Caroline approaches this realization in a moment of drunken clarity, during an ethically dubious night of intimacy with a young woman assigned to guide her during her book tour – a young woman who clearly admires her and is employed as a resource to her, creating an uncomfortable power dynamic which Caroline takes advantage of. On another narcissistic tirade, Caroline draws a parallel between her father, the Magus, and the most recognizable emblem of creative capitalism and artistic homogeneity: Mickey Mouse.
In the end, however, despite the heights to which Caroline ascends in her career, she recognizes the hollow interior of the adulation directed at her leather-jacket machismo mask instead of the real, fallible her. Caroline’s fans don’t care whether or not she’s built a concealed undercarriage of personal truth beneath the fluff of her young-adult fantasy romp, truth that it’s unlikely they even want. Her hefty royalty checks remain guiltily unopened on a table in her bare apartment, ironically left behind by the thieves who steal her TV. Caroline’s shortcuts – to so-called artistic fulfilment, to intimacy, to making value judgements – have robbed her of any semblance of growth.

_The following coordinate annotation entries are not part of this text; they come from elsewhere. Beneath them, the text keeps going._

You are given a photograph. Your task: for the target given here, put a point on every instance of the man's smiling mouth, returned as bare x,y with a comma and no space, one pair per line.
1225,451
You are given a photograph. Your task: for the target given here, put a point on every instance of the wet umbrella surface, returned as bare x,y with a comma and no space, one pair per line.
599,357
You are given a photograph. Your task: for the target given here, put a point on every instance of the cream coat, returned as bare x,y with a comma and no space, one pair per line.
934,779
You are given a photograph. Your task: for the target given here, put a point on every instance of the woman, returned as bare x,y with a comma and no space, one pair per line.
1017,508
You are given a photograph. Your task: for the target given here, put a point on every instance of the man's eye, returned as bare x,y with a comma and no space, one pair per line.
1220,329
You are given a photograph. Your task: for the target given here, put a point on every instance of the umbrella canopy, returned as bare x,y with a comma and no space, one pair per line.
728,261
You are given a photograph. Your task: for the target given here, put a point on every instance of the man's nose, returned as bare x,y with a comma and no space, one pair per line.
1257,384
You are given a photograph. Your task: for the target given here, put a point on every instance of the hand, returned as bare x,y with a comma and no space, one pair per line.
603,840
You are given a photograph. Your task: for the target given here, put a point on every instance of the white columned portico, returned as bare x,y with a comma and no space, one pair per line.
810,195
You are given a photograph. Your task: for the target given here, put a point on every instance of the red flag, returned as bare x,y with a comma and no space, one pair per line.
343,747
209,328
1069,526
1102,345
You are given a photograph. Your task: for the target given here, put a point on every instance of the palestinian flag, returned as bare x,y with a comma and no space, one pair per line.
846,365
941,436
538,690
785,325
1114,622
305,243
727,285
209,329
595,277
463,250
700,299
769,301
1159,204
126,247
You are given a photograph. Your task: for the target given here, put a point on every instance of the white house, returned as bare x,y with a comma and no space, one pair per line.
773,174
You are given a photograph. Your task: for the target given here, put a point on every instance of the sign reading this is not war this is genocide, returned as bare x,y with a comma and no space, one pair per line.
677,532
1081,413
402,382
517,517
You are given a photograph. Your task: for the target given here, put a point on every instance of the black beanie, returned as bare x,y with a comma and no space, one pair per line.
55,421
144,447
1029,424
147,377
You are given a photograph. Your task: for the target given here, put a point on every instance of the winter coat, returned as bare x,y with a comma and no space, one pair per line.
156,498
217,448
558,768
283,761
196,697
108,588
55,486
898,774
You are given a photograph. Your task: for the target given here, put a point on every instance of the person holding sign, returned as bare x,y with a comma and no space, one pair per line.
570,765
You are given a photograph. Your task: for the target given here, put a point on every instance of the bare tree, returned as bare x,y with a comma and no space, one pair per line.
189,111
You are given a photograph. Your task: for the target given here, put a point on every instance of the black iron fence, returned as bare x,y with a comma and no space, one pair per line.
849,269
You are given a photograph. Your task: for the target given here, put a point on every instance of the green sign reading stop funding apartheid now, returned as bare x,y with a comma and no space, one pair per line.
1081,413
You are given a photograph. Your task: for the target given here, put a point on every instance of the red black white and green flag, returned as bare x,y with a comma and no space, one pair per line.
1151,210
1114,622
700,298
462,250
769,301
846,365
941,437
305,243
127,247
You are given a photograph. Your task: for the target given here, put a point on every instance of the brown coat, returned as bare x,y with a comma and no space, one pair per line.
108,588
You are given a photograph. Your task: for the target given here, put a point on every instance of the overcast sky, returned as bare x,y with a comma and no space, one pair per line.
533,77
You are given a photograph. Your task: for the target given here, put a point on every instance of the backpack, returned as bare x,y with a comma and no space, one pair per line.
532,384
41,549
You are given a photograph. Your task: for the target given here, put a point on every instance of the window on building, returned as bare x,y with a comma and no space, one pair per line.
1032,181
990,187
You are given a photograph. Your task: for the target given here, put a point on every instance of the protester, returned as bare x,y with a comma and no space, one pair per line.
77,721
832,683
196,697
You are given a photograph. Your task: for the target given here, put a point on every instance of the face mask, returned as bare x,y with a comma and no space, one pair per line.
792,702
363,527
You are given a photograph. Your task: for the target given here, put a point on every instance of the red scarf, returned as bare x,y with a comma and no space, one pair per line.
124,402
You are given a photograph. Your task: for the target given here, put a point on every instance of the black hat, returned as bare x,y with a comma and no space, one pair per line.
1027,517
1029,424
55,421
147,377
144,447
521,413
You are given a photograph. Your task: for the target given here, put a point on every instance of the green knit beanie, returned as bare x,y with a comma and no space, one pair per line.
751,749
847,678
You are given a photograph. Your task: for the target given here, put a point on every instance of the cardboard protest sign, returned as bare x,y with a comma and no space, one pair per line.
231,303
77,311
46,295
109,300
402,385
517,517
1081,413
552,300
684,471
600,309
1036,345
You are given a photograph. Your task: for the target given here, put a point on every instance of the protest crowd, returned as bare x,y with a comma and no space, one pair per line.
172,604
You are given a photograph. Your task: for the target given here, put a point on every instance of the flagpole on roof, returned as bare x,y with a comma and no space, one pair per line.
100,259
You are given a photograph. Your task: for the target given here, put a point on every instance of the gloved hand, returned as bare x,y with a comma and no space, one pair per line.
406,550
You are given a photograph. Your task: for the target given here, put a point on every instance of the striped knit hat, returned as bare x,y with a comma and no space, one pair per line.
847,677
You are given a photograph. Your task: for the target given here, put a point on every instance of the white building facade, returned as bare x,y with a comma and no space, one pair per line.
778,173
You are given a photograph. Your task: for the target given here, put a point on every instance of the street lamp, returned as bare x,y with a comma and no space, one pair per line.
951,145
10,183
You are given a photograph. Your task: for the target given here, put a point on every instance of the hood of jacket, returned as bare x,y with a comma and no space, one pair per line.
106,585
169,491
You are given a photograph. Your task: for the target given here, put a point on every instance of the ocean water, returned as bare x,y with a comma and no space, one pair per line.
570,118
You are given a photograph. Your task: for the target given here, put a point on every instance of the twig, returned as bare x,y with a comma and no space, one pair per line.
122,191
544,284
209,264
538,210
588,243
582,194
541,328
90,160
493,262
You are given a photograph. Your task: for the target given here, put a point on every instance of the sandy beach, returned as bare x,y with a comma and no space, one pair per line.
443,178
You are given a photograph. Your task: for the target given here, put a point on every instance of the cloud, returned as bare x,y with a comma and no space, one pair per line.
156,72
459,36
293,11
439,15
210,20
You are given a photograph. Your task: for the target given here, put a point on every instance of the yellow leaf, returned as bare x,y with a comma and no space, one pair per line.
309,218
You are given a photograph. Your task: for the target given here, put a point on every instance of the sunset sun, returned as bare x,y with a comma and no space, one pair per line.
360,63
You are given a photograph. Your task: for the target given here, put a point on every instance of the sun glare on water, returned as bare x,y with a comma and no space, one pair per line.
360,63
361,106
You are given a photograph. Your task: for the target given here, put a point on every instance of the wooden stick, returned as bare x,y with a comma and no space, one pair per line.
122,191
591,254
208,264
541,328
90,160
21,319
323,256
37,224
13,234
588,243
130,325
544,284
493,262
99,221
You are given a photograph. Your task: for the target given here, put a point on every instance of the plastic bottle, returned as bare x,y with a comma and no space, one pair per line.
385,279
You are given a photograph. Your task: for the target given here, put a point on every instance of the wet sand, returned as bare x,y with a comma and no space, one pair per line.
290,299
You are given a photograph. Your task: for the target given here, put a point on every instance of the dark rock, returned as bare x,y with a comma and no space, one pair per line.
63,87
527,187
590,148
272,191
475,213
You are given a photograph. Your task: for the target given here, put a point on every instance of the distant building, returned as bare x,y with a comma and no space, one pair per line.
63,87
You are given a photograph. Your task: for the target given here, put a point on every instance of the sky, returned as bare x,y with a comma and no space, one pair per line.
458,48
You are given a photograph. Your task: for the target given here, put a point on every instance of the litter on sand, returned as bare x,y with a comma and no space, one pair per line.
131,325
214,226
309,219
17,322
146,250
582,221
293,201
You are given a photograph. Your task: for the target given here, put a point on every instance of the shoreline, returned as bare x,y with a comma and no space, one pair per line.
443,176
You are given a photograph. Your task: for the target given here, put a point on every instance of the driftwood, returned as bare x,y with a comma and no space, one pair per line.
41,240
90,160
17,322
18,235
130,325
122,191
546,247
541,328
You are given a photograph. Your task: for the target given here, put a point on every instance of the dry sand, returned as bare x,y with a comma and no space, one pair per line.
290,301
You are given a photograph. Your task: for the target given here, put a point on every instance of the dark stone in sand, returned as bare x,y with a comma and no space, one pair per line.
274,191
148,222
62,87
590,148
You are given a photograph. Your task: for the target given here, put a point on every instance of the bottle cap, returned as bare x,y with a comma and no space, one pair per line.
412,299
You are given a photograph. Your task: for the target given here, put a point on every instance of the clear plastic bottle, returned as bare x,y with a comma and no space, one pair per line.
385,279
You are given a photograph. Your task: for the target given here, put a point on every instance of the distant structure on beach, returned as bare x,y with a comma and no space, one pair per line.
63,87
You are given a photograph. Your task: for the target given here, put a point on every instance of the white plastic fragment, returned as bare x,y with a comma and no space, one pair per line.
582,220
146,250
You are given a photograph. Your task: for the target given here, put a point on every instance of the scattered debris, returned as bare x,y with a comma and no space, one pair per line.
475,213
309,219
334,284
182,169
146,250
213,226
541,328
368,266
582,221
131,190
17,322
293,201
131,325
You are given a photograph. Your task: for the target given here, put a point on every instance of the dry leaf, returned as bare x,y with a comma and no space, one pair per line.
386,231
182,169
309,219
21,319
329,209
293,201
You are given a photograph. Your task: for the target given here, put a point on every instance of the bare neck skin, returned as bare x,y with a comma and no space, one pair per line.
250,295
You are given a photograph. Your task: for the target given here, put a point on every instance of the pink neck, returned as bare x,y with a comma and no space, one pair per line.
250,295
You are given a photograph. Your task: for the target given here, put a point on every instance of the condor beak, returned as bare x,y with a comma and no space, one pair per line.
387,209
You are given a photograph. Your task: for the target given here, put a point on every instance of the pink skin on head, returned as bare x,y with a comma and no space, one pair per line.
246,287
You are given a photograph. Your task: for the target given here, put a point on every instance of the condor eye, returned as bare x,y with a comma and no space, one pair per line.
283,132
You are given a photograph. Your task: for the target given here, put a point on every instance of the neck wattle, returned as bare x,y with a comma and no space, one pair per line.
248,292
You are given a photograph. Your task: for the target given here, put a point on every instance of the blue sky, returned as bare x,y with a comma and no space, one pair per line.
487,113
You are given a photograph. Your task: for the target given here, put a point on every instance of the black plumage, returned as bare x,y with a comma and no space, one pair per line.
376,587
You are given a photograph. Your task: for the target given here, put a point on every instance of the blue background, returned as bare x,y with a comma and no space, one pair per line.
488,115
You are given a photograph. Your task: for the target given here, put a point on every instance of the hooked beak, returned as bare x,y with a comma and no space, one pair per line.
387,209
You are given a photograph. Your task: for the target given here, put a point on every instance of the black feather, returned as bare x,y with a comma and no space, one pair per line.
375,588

The heroine of Caroline’s book, Nora, is able within the realm of fantasy to reject what the Magus offers, where Caroline cannot. She is unable to reconcile the successful avatar she has created for herself with the terms upon which that success is predicated. Caroline’s recurring spirals into self-destruction reflect this ambivalence. The book’s ending crescendos with Caroline confronting Nora in a drunkenly imagined sequel to the first book in her YA series. This interaction bears out Caroline’s disgust for the person she has become when she asks whether Nora trusts her. Go fuck yourself, her heroine responds. Like Sisyphus, Caroline ends Cannonball full circle in the same defeated posture of self-destructive oblivion which she starts, both on the book’s title page, and in the home video of her falling as a toddler in the prologue. As readers, we wonder the same thing her parents do as they witness her trying to walk in this video: What if she never learns?